In English, the perception of syllables and words can be largely predicted from the perception of 'smaller' phoneme-like units. Experiments reviewed by Allen (1994) show that the correct identification of nonsense CVC syllables in noise can be extremely well predicted from the marginal correct identification rates of their constituent phonemes. Simulations by Nearey (to appear, submitted) suggest that this result can be readily achieved when syllable patterns can be 'factored' into phoneme parts, while representations allowing even slightly idiosyncratic relationships between stimuli and syllables cannot reproduce such results. Parametric experiments with synthetic speech, wherein listeners hear syllables that span two or more categories of two or more segments (e.g. bad, bed, bat, bet ) also provide evidence for phoneme-factorability (Nearey 1997, submitted.) This paper summarizes how models with phoneme-like units as the core phonetic-transponders can be supplemented with bias elements that accommodate such phenomena as transitional probabilities and lexical frequency to provide a good account for many phenomena in the perception of words and nonsense syllables alike.

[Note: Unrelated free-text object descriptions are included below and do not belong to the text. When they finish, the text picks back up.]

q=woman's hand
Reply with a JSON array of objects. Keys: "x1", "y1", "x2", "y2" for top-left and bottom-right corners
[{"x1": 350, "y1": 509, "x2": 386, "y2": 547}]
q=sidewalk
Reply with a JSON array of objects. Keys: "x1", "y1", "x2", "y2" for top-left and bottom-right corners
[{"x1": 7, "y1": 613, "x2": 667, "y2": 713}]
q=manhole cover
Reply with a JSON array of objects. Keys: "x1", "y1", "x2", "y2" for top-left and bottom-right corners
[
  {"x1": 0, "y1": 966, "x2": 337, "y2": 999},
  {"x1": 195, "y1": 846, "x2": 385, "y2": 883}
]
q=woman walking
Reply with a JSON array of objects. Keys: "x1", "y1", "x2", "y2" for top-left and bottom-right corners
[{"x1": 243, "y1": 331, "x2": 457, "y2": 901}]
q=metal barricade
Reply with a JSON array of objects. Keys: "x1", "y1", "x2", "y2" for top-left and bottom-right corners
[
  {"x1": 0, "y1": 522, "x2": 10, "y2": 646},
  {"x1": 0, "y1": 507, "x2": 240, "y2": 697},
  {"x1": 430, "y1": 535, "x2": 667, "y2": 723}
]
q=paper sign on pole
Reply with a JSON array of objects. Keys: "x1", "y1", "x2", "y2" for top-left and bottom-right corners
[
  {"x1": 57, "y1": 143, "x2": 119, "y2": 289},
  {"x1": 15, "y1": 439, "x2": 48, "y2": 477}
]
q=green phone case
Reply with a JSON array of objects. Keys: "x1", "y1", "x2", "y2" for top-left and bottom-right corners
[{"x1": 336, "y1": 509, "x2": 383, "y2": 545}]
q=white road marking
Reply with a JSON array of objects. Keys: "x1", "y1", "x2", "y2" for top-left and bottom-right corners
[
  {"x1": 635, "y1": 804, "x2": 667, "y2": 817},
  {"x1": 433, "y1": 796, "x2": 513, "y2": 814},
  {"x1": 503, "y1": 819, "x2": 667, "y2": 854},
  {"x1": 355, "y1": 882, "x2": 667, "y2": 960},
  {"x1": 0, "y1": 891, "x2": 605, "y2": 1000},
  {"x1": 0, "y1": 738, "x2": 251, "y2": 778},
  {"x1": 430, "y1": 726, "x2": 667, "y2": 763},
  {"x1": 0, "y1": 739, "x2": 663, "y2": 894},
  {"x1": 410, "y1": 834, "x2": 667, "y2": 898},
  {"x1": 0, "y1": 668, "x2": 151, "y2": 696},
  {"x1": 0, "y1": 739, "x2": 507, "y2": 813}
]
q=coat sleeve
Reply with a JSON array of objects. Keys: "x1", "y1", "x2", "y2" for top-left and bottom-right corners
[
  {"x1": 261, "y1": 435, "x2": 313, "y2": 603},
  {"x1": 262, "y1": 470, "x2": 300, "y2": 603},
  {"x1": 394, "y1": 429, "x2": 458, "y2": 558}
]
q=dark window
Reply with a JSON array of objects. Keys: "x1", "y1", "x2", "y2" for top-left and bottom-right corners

A progress report the construction a prototype automatic speech recognition system for a subset of English CVC syllables that conforms to this structure will also be presented.

Allen, J. (1994). How do humans process and recognize speech? IEEE Transactions on Speech and Audio Processing, 2, 567-577.

Nearey, T. (1997). Speech perception as pattern recognition. J. Acoust. Soc. Amer. 101, 3241-3254.

Nearey, T. (to appear). The factorability of phonological units in speech perception: Simulating results on speech reception in noise., in Festschrift for Bruce L. Derwing, edited by R. Smyth.

Nearey, T. (submitted). On the factorability of phonological units in speech perception. Submitted to Labphon VI.